ECH protects primary DA neurons in vitro. Viability of rat primary VM DA neurons treated as indicated. Data from three independent experiments normalized to the results from control cells and presented as mean ± SD (n = 6; **P < 0.01).

Fig. 9

ECH blocks DA neuronal apoptosis in mouse PD model. A Immunofluorescence and TUNEL assay images of apoptotic TH-positive (TH⁺) cells in sections through the substantia nigra pars compacta. Nuclei were stained with DAPI (blue).

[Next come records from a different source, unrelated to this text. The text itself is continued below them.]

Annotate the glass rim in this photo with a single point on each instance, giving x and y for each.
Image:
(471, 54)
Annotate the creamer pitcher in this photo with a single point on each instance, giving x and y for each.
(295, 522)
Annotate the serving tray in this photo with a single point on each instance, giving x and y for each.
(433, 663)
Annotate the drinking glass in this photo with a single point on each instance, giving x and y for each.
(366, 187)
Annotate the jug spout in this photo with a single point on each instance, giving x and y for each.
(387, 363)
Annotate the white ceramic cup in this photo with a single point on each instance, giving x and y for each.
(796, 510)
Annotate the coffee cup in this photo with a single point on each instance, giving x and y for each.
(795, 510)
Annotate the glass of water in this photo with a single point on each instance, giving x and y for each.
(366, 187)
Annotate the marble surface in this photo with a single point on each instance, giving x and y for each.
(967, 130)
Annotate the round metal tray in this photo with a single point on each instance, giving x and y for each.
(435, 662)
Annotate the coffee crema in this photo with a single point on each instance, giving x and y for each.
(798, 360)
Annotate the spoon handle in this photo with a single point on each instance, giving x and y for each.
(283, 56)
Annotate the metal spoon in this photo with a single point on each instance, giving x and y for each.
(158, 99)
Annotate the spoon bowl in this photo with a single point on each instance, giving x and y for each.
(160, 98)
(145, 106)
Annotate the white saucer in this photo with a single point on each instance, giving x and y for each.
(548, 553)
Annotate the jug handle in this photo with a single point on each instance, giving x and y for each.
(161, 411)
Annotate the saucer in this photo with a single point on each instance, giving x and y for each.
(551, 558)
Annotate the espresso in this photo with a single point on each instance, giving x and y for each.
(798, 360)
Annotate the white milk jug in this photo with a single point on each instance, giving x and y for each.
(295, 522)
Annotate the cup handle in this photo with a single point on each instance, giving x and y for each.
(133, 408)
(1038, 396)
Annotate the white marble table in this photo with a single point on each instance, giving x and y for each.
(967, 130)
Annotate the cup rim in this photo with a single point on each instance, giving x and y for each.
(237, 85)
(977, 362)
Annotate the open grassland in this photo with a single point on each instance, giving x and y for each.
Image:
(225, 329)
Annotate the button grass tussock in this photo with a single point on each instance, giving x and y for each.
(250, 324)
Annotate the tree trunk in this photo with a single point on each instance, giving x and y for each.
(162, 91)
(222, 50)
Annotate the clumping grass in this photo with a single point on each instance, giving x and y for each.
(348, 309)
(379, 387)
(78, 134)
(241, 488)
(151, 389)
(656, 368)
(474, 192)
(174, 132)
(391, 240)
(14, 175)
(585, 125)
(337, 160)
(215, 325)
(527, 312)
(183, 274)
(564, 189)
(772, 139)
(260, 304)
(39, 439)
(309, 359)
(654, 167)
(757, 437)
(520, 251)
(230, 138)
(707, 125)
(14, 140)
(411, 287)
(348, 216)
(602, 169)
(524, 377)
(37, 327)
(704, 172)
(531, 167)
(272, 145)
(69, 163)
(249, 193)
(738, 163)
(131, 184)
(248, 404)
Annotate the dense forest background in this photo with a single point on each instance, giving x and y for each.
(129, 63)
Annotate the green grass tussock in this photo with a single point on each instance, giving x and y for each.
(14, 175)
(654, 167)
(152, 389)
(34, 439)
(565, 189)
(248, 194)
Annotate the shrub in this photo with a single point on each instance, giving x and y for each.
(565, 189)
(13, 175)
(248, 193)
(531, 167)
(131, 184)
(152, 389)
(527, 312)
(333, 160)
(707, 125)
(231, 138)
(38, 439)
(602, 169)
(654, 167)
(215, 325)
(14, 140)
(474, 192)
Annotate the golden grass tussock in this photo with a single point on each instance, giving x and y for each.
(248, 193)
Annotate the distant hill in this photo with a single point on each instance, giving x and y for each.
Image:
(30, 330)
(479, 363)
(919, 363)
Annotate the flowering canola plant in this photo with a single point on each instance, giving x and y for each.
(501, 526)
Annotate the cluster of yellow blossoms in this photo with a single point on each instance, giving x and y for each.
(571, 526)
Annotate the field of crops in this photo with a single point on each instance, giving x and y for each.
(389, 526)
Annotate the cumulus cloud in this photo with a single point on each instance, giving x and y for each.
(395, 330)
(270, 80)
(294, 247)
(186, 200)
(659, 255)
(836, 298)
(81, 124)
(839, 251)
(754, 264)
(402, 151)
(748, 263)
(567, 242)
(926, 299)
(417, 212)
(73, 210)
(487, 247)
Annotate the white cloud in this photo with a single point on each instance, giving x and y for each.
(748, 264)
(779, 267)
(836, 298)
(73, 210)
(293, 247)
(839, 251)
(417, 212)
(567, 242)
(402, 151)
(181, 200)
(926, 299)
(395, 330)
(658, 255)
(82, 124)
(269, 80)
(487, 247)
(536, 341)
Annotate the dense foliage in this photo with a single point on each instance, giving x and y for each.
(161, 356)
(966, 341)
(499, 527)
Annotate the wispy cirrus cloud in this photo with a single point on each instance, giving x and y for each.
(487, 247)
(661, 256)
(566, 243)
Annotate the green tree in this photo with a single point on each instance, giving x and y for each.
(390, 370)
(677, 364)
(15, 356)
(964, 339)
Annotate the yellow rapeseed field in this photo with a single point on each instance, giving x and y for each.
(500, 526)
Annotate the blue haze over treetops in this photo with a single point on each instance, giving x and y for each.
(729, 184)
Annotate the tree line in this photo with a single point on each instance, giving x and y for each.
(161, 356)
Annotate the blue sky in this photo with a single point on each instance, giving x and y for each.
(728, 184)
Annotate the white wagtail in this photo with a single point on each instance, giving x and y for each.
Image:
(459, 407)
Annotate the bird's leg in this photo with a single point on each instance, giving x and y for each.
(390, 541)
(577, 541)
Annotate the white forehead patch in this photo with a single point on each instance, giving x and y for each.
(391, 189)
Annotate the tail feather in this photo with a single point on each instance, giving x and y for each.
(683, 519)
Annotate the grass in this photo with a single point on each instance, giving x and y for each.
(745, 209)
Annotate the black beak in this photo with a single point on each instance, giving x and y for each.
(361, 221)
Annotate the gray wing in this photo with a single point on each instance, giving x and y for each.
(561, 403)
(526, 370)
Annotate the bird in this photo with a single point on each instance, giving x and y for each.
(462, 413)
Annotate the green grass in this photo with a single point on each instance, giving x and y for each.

TH⁺ cells (green) and TH⁺ and TUNEL-positive nuclei (red) were counted (scale bar, 200 μm). B Ratios of apoptotic DA neurons. Data are presented as mean ± SD (n = 5; **P < 0.01 vs control group; ^## P < 0.01 vs MPP⁺ group).

Fig. 10

ECH suppresses ATF3 and CHOP expression in mouse PD model. A Western blots of ATF3 and CHOP proteins in lysates of mouse SNc tissue, with GAPDH serving as the loading control. B, C Statistics for experiments as in (A). Data are presented as mean ± SD of the ratio of the indicated protein to GAPDH (n = 5).

Fig. 11

Proposed mechanisms underlying the protective actions of ECH against MPP⁺-induced apoptosis in SH-SY5Y cells. ECH attenuates the ROS formation induced by MPP⁺, and in turn downregulates the expression of ATF3 and CHOP. ECH also directly inhibits ATF3 expression. Another branch shows that ECH promotes the expression of the anti-apoptosis protein, GDNF, in MPP⁺-treated cells. ATF3 regulates expression of the pro-apoptosis proteins p53 in the PD cell model as well. All of these actions contribute to the protective effect of ECH against apoptosis induced by MPP⁺.